24 July 2007
Le Tour de Who Cares
It should be noted that this writer is not exactly a fan of cycling. Chris Boardman, Victoria Pendleton and of course Graeme Obree have a certain charm about them and were certainly worth watching as they beat the world.
The Tour de France however, is a competition so rife with cheats and so inextricably linked with performance enhancing drugs that no feat of endurance of courage can ever be viewed without great cynicism. Add that to watching a group of lycra-clad men cycling and I have to ask; who cares?
Athletics has suffered in a similar way where its great feats - particularly in the sprints - are also tainted by previous scandals. Asafa Powell is the current 100m record holder with a time of 9.77 seconds. But to talk about that time is to talk about drugs even though Powell it seems (at least for the time being) is clean. Powell is in fact only the co-record holder with Justin Gatlin who is currently taking an enforced 8-year sabbatical (read: the drug cheats career is over) hence the world record is still not entirely held by a fair runner.
Powell set this mark in 2005 by beating Tim Montgomery’s time of 9.78s. Where is Tim Montgomery now you ask? I think you can guess.
Montgomery himself had initially drawn praise for bettering not the world record but for “legally” beating Ben Johnson’s infamous 9.79 in the 1988 Seoul Olympics thereby allowing us to say - albeit temporarily - that the fastest time ever run by a human being was a legal one.
Athletics continues to hope and pray that Asafa Powell is as clean as he says he is (it should be noted that Gatlin spoke eloquently about the blight of drugs before he was caught) since the taint of previous scandals casts enough of a shadow over the sport enough without every record holder being found out as a cheat.
Le Tour however is so rotten to the core that quite how it could ever attain respectability is unclear. Indeed whether it ever could is unclear.
Yellow jersey wearer, Denmark’s Michael Rasmussen is currently embroiled in two fights. One for the Tour title and another to clear his name.
Last week the Danish Cycling Union announced that they had warned Rasmussen for missing two random, out of competition drug tests and banned him from the World Championships and 2008 Olympic games.
It then emerged that he had also been warned by the Union Cycliste Internationale (the world governing body) for missing another two tests in the past 18 months. This is pretty major stuff…
This is not a major problem for the Tour however; beyond reproach has been replaced by plausible deniability, sporting integrity with damage limitation.
Sport, with farce.



From the BBC,
“Pre-race favourite Alexandre Vinokourov tested positive for blood doping after winning Saturday’s stage of the Tour de France, his Astana team have announced.”

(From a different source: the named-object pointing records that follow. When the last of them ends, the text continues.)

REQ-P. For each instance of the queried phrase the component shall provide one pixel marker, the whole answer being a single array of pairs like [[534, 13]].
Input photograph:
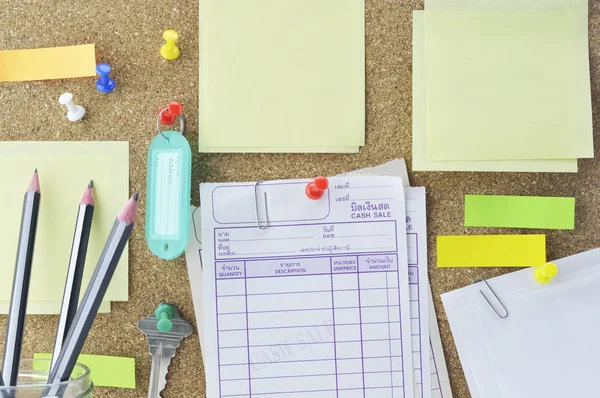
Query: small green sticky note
[[106, 371], [519, 212]]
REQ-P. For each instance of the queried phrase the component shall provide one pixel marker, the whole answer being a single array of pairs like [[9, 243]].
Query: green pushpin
[[164, 313]]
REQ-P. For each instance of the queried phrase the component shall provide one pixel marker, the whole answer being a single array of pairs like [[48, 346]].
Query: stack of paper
[[285, 76], [515, 96], [546, 344], [328, 301], [65, 169]]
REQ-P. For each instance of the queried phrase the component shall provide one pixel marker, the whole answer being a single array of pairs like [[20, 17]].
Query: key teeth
[[163, 383]]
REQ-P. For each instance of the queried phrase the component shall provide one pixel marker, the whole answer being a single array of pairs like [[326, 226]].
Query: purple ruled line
[[318, 390], [308, 326], [318, 342], [312, 360], [312, 309], [305, 291], [313, 375]]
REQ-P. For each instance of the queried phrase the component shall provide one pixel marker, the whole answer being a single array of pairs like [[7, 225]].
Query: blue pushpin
[[105, 84]]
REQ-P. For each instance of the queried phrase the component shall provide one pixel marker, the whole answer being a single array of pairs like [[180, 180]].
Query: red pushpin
[[170, 113], [316, 188]]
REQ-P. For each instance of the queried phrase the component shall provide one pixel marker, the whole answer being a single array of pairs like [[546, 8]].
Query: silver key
[[162, 347]]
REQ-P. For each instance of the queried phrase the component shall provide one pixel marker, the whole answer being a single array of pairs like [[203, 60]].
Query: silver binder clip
[[260, 225], [488, 300]]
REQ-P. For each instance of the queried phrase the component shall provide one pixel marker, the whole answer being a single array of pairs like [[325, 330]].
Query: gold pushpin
[[169, 50], [545, 273]]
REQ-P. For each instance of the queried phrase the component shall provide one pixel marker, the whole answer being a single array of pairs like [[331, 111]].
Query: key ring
[[181, 124]]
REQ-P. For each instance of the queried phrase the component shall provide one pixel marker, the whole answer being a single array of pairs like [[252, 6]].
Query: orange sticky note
[[48, 63]]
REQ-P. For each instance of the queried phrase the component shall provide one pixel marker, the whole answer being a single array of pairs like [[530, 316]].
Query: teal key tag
[[168, 198]]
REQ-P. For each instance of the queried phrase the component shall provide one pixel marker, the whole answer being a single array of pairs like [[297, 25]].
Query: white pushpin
[[75, 112]]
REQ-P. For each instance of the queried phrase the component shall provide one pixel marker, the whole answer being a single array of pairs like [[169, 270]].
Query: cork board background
[[128, 36]]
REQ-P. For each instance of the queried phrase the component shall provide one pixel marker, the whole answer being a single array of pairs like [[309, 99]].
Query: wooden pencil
[[83, 227], [20, 288], [94, 294]]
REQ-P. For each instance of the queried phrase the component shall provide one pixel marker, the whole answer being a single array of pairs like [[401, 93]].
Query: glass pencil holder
[[33, 379]]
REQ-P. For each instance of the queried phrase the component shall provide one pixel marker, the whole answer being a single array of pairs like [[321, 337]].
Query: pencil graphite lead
[[34, 183], [88, 196]]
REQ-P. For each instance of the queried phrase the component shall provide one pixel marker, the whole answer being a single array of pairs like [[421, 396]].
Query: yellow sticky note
[[106, 371], [491, 250], [47, 63], [420, 161], [48, 307], [282, 73], [486, 95], [65, 169]]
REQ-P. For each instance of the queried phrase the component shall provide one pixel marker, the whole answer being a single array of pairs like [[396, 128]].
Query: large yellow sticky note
[[511, 91], [47, 63], [491, 250], [282, 73], [49, 307], [420, 161], [65, 169]]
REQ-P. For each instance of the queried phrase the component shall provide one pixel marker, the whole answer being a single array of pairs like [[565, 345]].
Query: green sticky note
[[519, 212], [271, 63], [486, 98], [419, 124], [106, 371]]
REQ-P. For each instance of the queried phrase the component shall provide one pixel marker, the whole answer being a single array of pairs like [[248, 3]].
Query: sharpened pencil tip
[[88, 196], [34, 183]]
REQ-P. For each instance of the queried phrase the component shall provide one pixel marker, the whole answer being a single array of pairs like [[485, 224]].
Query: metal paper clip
[[258, 223], [488, 300]]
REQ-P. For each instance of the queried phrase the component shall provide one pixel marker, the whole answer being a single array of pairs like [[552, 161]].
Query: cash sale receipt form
[[317, 303]]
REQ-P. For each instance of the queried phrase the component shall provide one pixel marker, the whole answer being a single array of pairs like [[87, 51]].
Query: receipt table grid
[[328, 325]]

Colour me shocked and amazed.
more from the BBC,
“Astana said two distinct types of red blood cells were found in Vinokourov’s sample indicating he had had a blood transfusion from a compatible donor shortly before Saturday’s stage.”
That is just nasty…
“Vinokourov had been an outspoken critic of current Tour leader Michael Rasmussen, who was dropped by the Danish Cycling Union team after missing two out-of-competition tests earlier in the year.”
Gatlin anyone?
“Italian rider Cristian Moreni has become the second rider in a week to fail a Tour de France doping test.”
Oh oh, but this is GOOD because another cheat has been caught…
Race leader Michael Rasmussen has been kicked out of the Tour de France and sacked by his Rabobank team.
“Michael Rasmussen has been sent home for violating the team’s internal rules,” confirmed a Rabobank spokesman.